Richtig ist aber, dass das, was vorgeschlagen wird, von den Grundschulen allein bewältigt werden soll: einmal mehr kostenlose Mehrarbeit auf dem Rücken der Grundschullehrkräfte, denen wir weiterhin A13 verwehren.

Last edited 11 Monate zuvor by Palim
Kerstin Galinski
11 Monate zuvor

Die SPD und CDU sollen mal gaaanz leise sein. Sie hatten das Ministerium vor den Grünen inne…da wurde auch nur geredet und nix getan…
Einfache Lösungen gibt es nicht!
Alle Schularten sollten sich wieder mehr auf ihre Kernkompetenzen konzentrieren, mit Freude Lernen vermitteln, Sozialkompetenz, Impulskontrolle…ausreichende Krippen-Kitaplätze… und, es geht nur gemeinsam mit den Eltern…wer hat welche Verantwortung, verbindliche Vereinbarungen, Erziehungspartnerschaften…

Konfutse
11 Monate zuvor
Antwortet  Kerstin Galinski

Das, was Sie da aufzählen, ist leider zu teuer!
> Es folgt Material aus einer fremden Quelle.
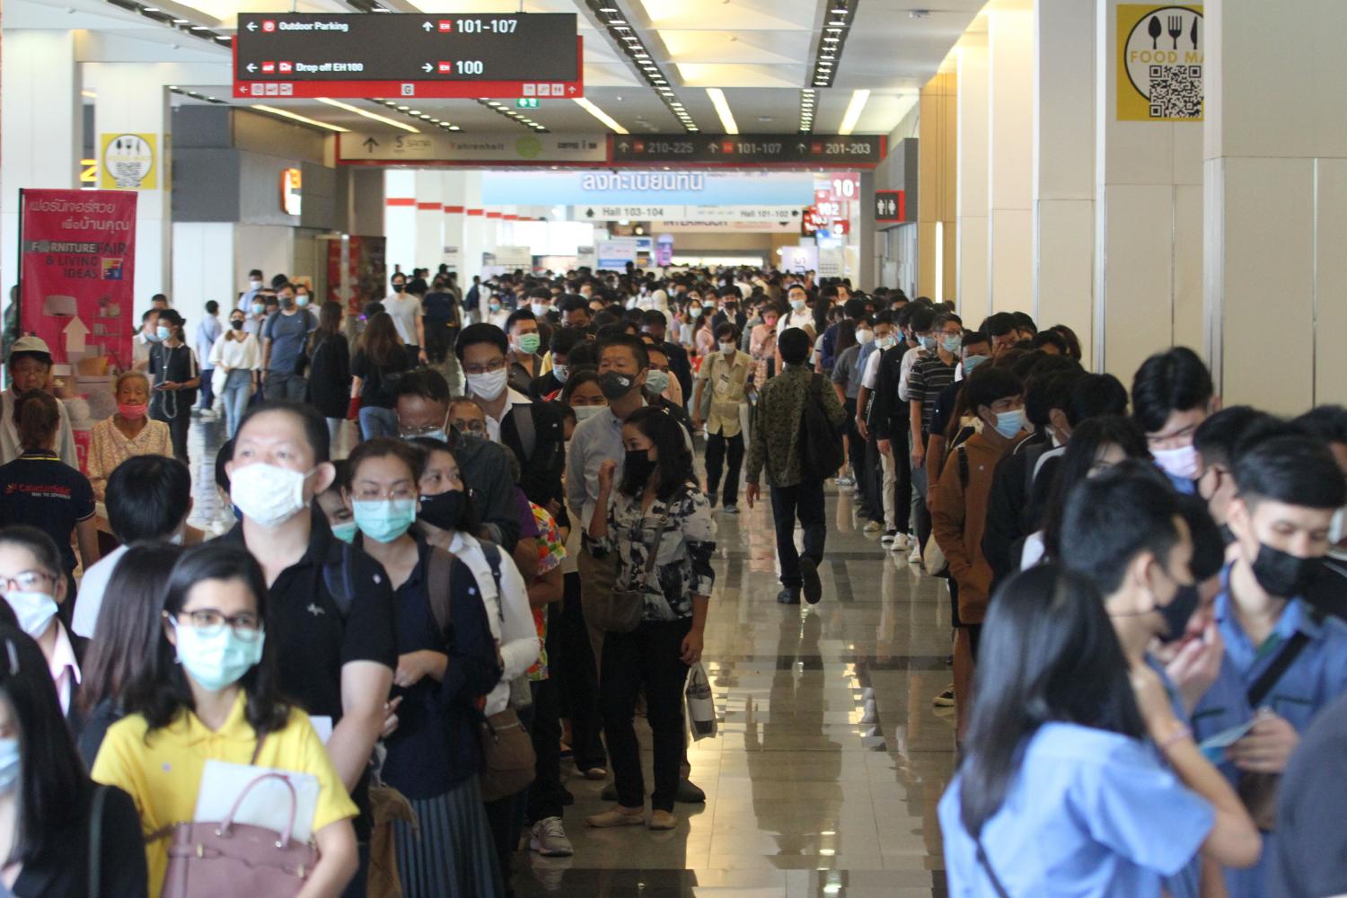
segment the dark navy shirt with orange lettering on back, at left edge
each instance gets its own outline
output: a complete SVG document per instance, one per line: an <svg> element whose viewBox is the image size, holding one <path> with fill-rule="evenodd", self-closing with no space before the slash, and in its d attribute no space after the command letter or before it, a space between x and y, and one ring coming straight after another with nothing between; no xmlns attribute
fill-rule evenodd
<svg viewBox="0 0 1347 898"><path fill-rule="evenodd" d="M51 537L66 574L75 569L70 534L93 517L89 478L53 452L24 452L0 464L0 526L28 524Z"/></svg>

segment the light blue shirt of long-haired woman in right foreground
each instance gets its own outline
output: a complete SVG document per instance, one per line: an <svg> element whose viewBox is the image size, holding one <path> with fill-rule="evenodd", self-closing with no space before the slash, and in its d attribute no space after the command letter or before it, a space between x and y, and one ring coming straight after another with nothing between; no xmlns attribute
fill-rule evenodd
<svg viewBox="0 0 1347 898"><path fill-rule="evenodd" d="M951 898L994 895L960 819L962 777L940 798ZM1140 739L1070 723L1029 738L1005 801L982 827L987 863L1012 895L1158 895L1215 813Z"/></svg>

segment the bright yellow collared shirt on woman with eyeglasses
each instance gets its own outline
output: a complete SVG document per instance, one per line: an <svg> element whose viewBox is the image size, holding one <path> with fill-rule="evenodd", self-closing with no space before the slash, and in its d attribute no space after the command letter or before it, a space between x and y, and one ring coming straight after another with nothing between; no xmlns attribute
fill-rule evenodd
<svg viewBox="0 0 1347 898"><path fill-rule="evenodd" d="M206 761L249 763L253 757L257 736L244 716L244 707L245 695L240 691L220 730L210 730L195 714L182 711L172 723L148 736L143 716L124 718L108 728L93 765L93 778L132 797L144 835L191 820ZM256 763L306 773L318 780L314 832L356 816L356 805L303 711L291 710L286 727L267 734ZM145 860L150 866L150 895L156 898L163 891L164 871L168 868L168 840L147 843Z"/></svg>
Das ganze Geld muss erst in Prestigeobjekte oder in neu eingerichtete Ministerien investiert werden. Da braucht man dann immerhin wichtigeres Personal sls Erzieher oder Lehrer.
Haben Sie bitte Verständnis dafür und fordern Sie bitte nicht utopische Konstrukte!

Georg
11 Monate zuvor
Antwortet  Kerstin Galinski

Das „nur gemeinsam mit den Eltern“ ist das Problem. Das außerschulische lernen, vorlesen, selber laut lesen, Hausaufgaben machen usw. liegt außerhalb der Kontrolle und Verantwortung der Lehrer.

Leider ist die Politik als Geldgeber für eine wirklich Ergebnis offene Forschung nicht bereit. Bildungsferne, Migrationshintergrund (welcher?), Kultur, sozialer Brennpunkt usw. sind ja keine Ursachen, eher Korrelationen oder (da besonders beliebt bei den Politikern) Ausreden. Zuhause lernen an sich und im Unterricht aufpassen kostet kein Geld und funktioniert auch in jeder Sozialisation. Es braucht nur Eltern, die die Notwendigkeit davon einsehen und ggf. durchsetzen – daran scheitert es leider.